We think it's an example of what can happen when the customer experience isn't managed well. A quick poll of my U-verse subscribing neighbors, friends and Twitter followers first alerted me that a few folks in different states were seeing outages of Internet access, pay TV and voice services. But AT&T, via its social media accounts, said nothing for several hours.
Why bother everyone with news about a limited outage? I think any company that trots its executives out on a Las Vegas stage to brag unceasingly about its media reviews, developer prowess and 4G network improvements has set a public expectation that it will be more open.
So we find it surprising that, instead of giving specifics, AT&T would rather let its (disappointed) customers vent on social networks when it could have told a solid story using its own network data. That seems like the sort of thing most companies would be wise enough to address with enough clarity that it doesn't balloon into a bigger story.

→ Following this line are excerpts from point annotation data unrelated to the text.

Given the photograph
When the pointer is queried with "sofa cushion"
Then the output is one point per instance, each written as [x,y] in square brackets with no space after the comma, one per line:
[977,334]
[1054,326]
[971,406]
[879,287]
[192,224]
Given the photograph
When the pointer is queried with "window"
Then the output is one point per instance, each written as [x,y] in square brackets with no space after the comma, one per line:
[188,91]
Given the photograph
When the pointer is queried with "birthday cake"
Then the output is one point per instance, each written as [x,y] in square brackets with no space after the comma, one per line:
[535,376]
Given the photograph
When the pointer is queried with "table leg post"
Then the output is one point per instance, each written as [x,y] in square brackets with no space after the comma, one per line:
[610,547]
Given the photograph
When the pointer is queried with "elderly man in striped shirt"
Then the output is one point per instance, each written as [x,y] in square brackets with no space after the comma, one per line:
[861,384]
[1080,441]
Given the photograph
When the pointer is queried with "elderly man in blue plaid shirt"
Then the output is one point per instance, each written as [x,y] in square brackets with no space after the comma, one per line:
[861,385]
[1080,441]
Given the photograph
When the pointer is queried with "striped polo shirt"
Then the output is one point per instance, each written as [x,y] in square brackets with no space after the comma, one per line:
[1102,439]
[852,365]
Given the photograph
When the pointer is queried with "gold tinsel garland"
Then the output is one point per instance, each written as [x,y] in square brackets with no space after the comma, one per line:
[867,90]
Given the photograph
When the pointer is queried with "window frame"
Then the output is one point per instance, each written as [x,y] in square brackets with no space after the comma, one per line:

Why else should a company as big as AT&T try to set an example in customer experience management? I'll answer that question by posing three more: How should customers reconcile an unexplained, multistate, multiservice outage with the idea of AT&T Digital Life? Would it give anyone pause to turn over more control of their homes -- via home automation and home security services -- to a company that doesn't talk openly about what's going on in its network?
At a time when service providers are trying to get a bigger share of consumer spending, is it too much for consumers to expect better communication and a little accountability when things don't go so well?